Courtesy of MBA Dutchie
My interviewer was a recent Kellogg grad who worked in PE pre- and post-MBA. He was very open and friendly. He asked me to switch to English (we started off in Dutch, our native language), and asked me a variant of “Walk me through your resume”.
I gave him my 2-minute story on why I had chosen my undergraduate school, what was unique about the program, what I had learned, and how I made the move into my professional life. I think the common essay advice is just as valid here: don’t limit yourself to the ‘what’, but also mention the ‘why’.
As I talked about my first promotion at work, he interrupted me and asked me to elaborate on a specific detail. This was clearly an attempt to see how I would respond to a question that I could not have prepared for. For these kind of situational questions, you should train yourself to use frameworks. For leadership questions you can make sure to include 1) communicating a vision, 2) defining roles/responsibilities, 3) measuring/monitoring progress, 4) success. The question I got was how I had persuaded my management to do something. I told him what required improving, why it required improving (with quantifiable reasons), what my solution was, why that solution would work (quantifiable), how I explained this to my management, and how this left no doubt with them to agree with me. He seemed happy with my response.
He then told me we could easily switch back to Dutch, as my English was clearly up to snuff. I saw an opening to engage in dialogue and told him that, even though I had 99th percentile GMAT verbal and TOEFL scores, and had generally no trouble expressing myself, in hard-pressed business discussions or negotiations I sometimes saw this as a weakness, and whether he recognized it. We chatted a bit about it, and even though I was a bit nervous for having blurted out a weakness without him asking for one, I felt the ensuing dialogue was very valuable for ‘bonding’ with him, and was comforted by his comment that my English was good enough not to think of it as a ‘weakness’.
He then went on to ask “Why MBA”. I had prepared more for a “Why Kellogg” question, so I tried to spin my answer around what I was looking for in a business education, and why Kellogg was a great match. Because your long-term and short-term goals should be a major factor in “Why MBA” I suggested I touch on those a bit first, which he said was OK.
He subsequently never asked me again about “Why Kellogg”, even though I had not exhausted my reasons for going to Kellogg yet. Fortunately, I managed to slip those into later questions and into our discussions on what he liked so much about Kellogg.
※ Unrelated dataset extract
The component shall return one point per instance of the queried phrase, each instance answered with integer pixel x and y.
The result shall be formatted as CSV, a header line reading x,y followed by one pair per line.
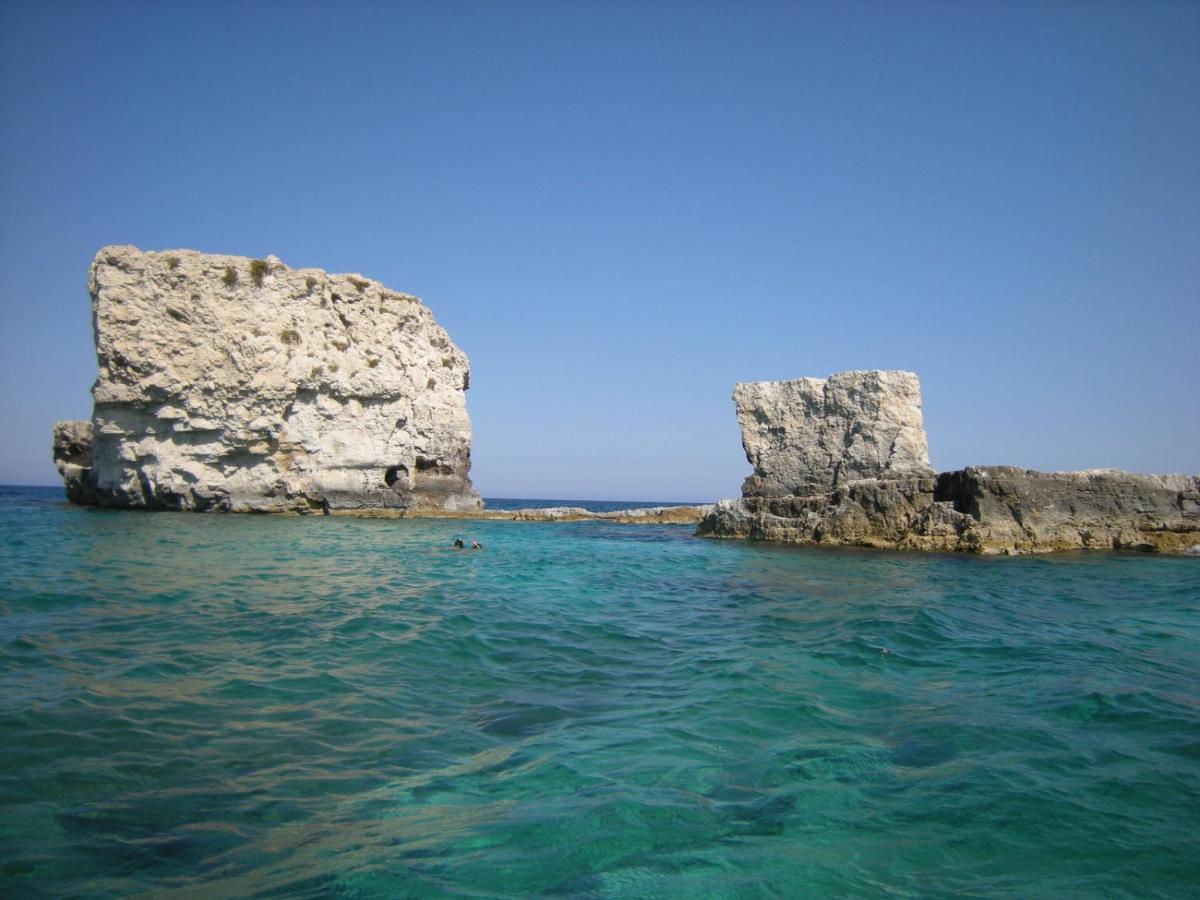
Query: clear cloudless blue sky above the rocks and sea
x,y
620,209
Finding the right balance between sounding sincere and sounding like a car salesman is tough. You should have good reasons for going to Kellogg or any other school for that matter, but you don’t want to be sucking up to the school either.
His next question was “What do you consider the weaker areas in your application”. I had prepared somewhat for this question, but not much. I told him I do not have spectacular extracurriculars, and, amazingly, he had had the same problem in his application. We exchanged views on the merits of extracurriculars and community service and how Europeans are often surprised to see the weight attached to this. I told him I saw this as a cultural difference between the US and Europe, and he agreed. He even offered me a new insight I had never come across — in the US, inequality is larger than in Europe, so ‘giving back’ is more important than it is in Europe. In all my research for good excuses, I had never seen this mentioned before, and I even think it is not an excuse — it is very true. (Although I wouldn’t recommend stating to any adcoms that community service in Europe is not important)
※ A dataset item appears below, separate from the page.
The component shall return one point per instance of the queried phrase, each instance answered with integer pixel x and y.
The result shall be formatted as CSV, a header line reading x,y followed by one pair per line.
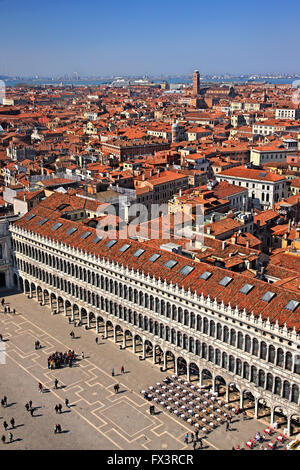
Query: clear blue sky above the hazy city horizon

Next was teamwork, which was probably the most surprising part of the interview. He told me he was not going to ask me about teamwork, because he believed everyone can sell himself as a good teamplayer, so why would that give him any indication as to my abilities. He said he attached more value to seeing my interpersonal skills, and since we had been more engaged in dialogue than in a question-answer interrogation, he said he had a positive impression of how it would be to work together with me. I could have argued that this is why behavioral interviewing techniques had been invented, but I figured my teamwork points had already been scored, and I could only make things worse (even though I had a couple of anecdotes ready.)
In total, we talked for about an hour or maybe more, and it was very easy to make the interview conversational.
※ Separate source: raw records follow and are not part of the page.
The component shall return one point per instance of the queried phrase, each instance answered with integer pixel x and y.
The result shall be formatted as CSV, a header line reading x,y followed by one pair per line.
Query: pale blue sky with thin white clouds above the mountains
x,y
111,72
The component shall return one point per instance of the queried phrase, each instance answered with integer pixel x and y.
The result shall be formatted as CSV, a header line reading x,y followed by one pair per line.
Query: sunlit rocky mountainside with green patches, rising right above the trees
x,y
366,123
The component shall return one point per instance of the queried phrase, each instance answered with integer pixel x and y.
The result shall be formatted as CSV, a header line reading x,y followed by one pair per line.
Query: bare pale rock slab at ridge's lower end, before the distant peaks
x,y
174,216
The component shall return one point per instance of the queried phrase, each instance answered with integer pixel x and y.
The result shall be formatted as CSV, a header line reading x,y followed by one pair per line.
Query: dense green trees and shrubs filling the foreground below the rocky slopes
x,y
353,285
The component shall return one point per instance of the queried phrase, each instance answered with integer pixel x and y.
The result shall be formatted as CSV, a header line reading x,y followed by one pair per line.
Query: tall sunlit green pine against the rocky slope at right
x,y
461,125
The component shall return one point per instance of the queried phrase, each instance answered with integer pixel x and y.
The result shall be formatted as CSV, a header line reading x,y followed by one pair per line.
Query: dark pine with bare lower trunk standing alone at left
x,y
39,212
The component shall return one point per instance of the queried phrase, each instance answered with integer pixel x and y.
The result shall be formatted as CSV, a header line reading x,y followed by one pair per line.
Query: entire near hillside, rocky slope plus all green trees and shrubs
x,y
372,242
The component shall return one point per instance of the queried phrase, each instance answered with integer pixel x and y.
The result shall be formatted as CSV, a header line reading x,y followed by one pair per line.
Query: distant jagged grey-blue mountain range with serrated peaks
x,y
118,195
I can give the following advice. You know (roughly) which questions you will be asked. Prepare your answers in bullet-point format, and rehearse with a bathroom mirror or a friend, and, by all means, time and record your responses to see if you can answer all questions in 2-5 minutes without sounding boring, monotonous, or overly scripted. Try to engage your interviewer by acting as one professional talking to another professional. Make it interesting for them, and don’t come off as a drone who can only fire rehearsed answers at rehearsed questions.